United States President George W. Bush admitted last week that the uranium claim in his State of the Union address in January was false and based on forged documents contained in a September 2002 British dossier on Iraq.
But US weekly, Newsweek, reported on Thursday that it was in October 2002 that the forged documents were handed over to the US Embassy in Rome, possibly by an Italian journalist.
The magazine speculated that the journalist had asked for money in exchange for the documents, but added that there was no evidence the embassy had paid for the reports.

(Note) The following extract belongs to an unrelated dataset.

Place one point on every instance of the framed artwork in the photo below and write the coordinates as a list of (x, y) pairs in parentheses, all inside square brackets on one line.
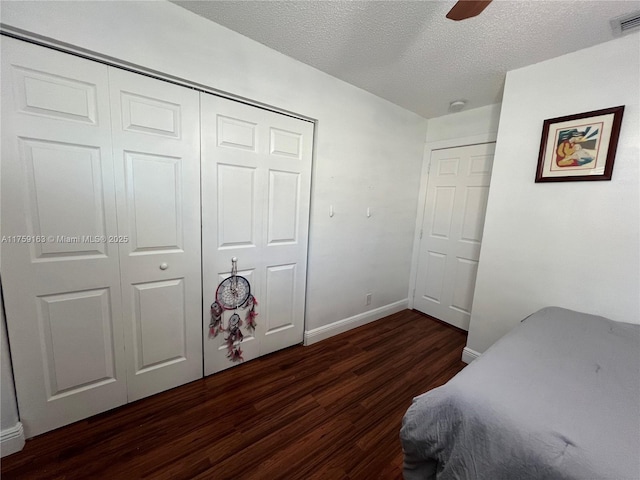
[(579, 147)]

The FBI has opened an inquiry into the case and had sent several agents to Rome, Newsweek said.
Italian magistrates have also launched an investigation into the case.
The Italian premier's office on Sunday strongly denied that Italy had supplied Britain or the United States with the fake reports.
"The news reported by various press organs, national and foreign ... are completely groundless," said a statement from the office of Premier Silvio Berlusconi. "Italian intelligence services have never supplied anyone with such types of documents."